Valero Energy Corp., the biggest independent refiner in the US, has said it doesn’t see a need to change the ban. In an April 29 call with analysts, Valero Chairman Bill Klesse described the surge in domestic energy production as “a windfall for the United States,” allowing the nation’s refiners to enjoy large crude discounts relative to the rest of the world.
The light-oil buildup has energy consultant John Auers betting on a “day of reckoning” when refiners like Valero reach their light-crude limits and drillers, without an international market to turn to, start scaling back production. That day could come as soon as next year, Auers, executive vice president at engineering consulting firm Turner, Mason & Co., said at the conference in Washington.
The pressure will probably spur the federal government to to weaken the ban “kind of one step after another until there’s a cumulative outcome instead of making one dramatic move,” Yergin said. “People are cautious. They have enough problems. They don’t want to take on a new risk.”
That could change if the U.S. elections in November lead to Republicans taking over the Senate and then having the power to include a reversal of the export restriction in a larger energy bill, Gayle Trotter, a Republican attorney and senior fellow at the Independent Women’s Forum in Washington, said by telephone July 16.
“They’re doing this piecemeal — actually, I wouldn’t even call it piecemeal because it’s more just a sprinkle,” she said. “Republicans could have the numbers to roll back this retrograde policy.”
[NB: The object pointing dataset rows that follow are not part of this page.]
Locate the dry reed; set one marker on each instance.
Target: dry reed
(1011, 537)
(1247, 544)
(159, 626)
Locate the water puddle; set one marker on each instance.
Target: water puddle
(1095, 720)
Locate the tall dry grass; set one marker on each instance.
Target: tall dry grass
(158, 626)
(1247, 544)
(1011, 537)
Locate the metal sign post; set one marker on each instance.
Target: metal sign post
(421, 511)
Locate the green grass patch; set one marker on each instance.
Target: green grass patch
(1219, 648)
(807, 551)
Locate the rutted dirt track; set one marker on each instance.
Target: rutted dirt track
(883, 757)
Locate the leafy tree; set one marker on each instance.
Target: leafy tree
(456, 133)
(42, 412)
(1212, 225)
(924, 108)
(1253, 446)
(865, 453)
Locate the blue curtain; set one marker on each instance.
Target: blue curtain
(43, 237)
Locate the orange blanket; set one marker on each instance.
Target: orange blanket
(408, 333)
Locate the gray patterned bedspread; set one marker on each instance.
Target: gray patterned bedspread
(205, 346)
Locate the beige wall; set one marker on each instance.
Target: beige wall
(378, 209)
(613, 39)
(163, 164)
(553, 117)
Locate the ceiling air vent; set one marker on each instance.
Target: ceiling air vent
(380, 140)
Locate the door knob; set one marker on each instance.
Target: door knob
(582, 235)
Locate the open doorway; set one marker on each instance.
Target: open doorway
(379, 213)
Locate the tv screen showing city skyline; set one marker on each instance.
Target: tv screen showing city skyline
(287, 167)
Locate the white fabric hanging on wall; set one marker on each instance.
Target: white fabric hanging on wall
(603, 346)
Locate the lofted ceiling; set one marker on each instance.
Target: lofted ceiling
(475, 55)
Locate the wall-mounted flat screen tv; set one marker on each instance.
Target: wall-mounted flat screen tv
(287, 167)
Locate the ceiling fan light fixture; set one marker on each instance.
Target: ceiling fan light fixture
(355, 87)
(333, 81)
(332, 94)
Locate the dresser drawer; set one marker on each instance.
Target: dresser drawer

Rulings such as the Commerce Department’s decision to allow processed condensate exports are more likely to carve away at the restriction until “it may just slough off completely and then it’s gone,” Jamie Webster, IHS’s senior director of global oil markets, said at the EIA conference July 15.
Jacob Dweck, an attorney who represents Enterprise, said the condensates ruling in March has been misinterpreted as a significant policy change by the Obama administration.
“It was Enterprise asking for a ruling and getting the ruling it was entitled to,” he said at the conference July 14.
Enterprise’s request was a “technical legal exercise” confirming that, once condensates are run through a distillation tower, they’re broken down into distinct refined product streams that can be exported abroad under existing regulations, Dweck said.
Regardless of the Commerce Department’s intent, the rulings “told the world what needs to be done” to get condensates out of the US, Sen of Energy Aspects said.
“We can’t expect a lifting of the crude ban,” she said. “But there will be a lot of different ways to get around it.”